One could argue that the beginning of the technology revolution 20 years ago began the modern swings in our electoral politics. The impact has become very similar to the economic, cultural, geographic and political upheaval of the Industrial Revolution in the 1880s.

Between 1880 and 1900, the country went through a cultural shock when we went from living and working around the rising and setting of the sun to a schedule set by the ticking of a clock. The transformation meant longer working hours and more people moving into cities and away from small towns and farms. The expansion of electricity led to advances in the mass production of steel, dry goods and chemicals.

People became more mobile as train travel and automobiles freed them from their reliance on animals for transportation. As people, inventions and news traveled faster, great wealth was amassed (and lost) at a rapid pace. Recessions became commonplace in reaction to bank runs and rail strikes, and people moved back and forth between poverty and the middle class with unsettling frequency.

Our politics reflected that cultural upheaval. In those 20 years, the presidency and the majorities in Congress swung back and forth like pendulums on a sugar high. The panic of 1893 led to the Democrats losing more than 100 seats in Congress, the largest single turnover of power in history.

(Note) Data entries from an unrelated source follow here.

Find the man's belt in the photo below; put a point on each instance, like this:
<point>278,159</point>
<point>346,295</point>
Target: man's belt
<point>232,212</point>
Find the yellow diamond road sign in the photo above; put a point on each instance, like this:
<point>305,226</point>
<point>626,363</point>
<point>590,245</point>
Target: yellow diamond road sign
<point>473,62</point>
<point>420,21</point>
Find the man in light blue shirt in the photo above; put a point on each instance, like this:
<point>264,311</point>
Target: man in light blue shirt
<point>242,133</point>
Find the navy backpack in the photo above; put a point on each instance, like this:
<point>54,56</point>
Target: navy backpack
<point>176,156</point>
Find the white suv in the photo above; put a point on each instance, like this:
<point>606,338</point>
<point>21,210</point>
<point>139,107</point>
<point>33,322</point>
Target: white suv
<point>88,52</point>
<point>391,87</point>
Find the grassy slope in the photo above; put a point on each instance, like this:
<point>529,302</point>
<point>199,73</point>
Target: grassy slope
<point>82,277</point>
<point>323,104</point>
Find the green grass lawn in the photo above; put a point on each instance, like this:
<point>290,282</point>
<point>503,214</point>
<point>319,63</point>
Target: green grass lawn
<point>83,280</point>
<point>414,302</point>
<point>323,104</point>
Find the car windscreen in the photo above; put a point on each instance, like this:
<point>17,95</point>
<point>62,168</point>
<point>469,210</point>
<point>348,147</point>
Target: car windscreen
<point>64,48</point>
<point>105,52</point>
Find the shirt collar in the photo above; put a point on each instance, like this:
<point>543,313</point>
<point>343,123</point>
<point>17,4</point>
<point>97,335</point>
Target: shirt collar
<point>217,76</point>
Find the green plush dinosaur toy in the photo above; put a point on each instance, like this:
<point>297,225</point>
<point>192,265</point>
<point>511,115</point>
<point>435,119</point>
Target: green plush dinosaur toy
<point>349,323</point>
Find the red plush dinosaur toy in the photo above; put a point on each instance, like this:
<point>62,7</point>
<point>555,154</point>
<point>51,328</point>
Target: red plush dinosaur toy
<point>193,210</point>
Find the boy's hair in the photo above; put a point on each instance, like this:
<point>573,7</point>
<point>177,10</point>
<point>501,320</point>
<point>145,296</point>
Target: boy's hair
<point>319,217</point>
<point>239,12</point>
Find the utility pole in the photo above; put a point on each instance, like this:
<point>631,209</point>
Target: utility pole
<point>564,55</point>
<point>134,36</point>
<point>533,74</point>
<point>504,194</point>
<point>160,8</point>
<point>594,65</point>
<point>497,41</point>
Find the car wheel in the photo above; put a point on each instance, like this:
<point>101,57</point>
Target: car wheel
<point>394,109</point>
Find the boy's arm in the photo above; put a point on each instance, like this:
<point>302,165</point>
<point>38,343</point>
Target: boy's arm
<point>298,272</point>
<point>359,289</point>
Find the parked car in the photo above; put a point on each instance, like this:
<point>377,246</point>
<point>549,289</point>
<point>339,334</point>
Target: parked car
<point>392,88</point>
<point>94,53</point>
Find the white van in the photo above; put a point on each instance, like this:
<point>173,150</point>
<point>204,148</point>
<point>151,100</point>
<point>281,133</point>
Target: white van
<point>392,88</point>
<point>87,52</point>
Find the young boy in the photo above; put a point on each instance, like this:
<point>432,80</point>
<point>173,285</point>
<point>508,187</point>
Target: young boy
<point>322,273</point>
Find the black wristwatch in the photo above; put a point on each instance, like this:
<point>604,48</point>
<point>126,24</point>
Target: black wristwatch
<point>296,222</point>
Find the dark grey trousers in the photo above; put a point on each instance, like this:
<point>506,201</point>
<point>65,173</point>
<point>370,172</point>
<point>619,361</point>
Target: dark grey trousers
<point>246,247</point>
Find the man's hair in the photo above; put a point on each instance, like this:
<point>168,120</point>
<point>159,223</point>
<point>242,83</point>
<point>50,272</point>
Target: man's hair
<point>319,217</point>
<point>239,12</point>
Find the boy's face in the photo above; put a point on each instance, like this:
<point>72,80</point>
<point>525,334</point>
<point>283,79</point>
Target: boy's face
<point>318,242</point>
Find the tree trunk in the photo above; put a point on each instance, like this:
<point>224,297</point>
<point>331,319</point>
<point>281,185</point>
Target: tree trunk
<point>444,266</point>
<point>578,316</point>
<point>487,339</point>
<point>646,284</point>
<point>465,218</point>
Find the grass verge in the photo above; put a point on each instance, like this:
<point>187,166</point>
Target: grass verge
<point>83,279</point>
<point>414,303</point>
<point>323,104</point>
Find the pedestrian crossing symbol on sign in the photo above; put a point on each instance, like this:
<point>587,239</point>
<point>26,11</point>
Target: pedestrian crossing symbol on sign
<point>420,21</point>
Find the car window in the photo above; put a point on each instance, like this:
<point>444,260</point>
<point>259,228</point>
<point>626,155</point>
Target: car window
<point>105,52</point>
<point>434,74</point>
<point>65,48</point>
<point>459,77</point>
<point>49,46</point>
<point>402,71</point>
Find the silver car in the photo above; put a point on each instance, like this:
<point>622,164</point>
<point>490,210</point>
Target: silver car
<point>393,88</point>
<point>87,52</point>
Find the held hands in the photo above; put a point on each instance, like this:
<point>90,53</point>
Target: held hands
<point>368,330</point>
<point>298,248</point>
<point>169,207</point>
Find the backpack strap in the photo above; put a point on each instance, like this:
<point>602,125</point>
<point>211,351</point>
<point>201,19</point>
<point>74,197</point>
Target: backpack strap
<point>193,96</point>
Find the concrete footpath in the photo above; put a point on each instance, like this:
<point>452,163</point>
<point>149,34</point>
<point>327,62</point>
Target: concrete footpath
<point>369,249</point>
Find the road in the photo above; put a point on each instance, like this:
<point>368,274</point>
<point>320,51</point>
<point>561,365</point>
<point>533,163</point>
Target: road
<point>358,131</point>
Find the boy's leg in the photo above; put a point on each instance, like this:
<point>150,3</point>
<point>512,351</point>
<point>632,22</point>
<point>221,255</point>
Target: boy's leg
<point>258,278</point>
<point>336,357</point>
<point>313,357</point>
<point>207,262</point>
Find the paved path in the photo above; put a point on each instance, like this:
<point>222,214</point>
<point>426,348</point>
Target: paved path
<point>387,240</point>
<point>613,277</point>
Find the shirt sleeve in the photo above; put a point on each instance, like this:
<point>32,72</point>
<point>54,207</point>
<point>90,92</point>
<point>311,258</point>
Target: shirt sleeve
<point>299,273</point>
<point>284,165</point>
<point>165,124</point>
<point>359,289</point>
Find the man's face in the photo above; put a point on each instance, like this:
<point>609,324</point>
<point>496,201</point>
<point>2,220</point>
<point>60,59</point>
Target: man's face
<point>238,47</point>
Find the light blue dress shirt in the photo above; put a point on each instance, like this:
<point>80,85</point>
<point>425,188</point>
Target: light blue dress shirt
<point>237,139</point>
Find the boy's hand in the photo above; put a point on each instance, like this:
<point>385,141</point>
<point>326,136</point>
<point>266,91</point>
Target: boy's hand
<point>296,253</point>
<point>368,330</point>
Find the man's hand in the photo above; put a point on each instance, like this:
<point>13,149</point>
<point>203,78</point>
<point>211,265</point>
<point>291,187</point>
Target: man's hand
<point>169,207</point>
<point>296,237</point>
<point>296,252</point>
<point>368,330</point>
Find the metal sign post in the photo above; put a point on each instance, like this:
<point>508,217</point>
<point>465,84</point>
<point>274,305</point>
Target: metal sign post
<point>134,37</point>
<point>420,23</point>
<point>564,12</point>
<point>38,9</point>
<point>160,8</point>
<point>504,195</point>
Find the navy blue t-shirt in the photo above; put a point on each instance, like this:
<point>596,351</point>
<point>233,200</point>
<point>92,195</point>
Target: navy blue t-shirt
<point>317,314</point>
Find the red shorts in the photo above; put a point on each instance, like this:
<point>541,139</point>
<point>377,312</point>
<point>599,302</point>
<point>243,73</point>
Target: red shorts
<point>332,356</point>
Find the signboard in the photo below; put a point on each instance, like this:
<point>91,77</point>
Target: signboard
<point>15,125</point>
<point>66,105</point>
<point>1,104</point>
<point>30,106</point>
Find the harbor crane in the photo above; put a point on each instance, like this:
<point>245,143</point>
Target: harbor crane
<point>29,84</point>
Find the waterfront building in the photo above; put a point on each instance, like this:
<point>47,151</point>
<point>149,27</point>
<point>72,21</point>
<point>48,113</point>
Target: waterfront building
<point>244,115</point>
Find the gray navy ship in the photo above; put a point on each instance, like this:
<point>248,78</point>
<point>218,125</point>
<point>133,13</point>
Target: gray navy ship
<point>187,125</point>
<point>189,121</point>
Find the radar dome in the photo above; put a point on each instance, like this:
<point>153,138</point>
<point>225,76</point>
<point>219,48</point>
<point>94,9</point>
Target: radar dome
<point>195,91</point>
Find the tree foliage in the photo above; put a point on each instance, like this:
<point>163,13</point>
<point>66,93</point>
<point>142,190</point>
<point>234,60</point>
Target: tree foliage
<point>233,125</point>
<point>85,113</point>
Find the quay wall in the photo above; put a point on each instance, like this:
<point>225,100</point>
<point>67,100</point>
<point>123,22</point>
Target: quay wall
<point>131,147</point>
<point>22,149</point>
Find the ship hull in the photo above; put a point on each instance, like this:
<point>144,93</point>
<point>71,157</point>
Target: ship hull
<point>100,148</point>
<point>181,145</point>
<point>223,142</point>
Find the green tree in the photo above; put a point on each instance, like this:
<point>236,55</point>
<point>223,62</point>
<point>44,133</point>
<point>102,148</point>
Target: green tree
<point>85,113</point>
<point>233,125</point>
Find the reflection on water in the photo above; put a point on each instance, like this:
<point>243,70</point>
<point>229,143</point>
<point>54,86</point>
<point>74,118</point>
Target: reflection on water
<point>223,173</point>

The only president to lose his first try at a bid for a second term, Grover Cleveland, came back to win it four years later.

 

We have faced a similar upheaval over the last two decades as technology has both created great wealth and increased economic disparity; fueled partisan elections; and shaped a cultural and economic dislocation between the powerful and the rest of us.

Along the way, we have faced a devastating terrorist attack, seemingly endless wars in faraway places, an economic collapse and a robust economic rebound that was shattered by a pandemic.

We get around faster now but with the internet as our vehicle: a mechanism that many believed in its infancy would draw us together but has instead become a Big Brother, using us for profit. We are not the customer. We're the product. We have given up our privacy and information to corporate America for its profit.

All of this is happening as Big Tech censors ideas, divides us politically and drives news coverage.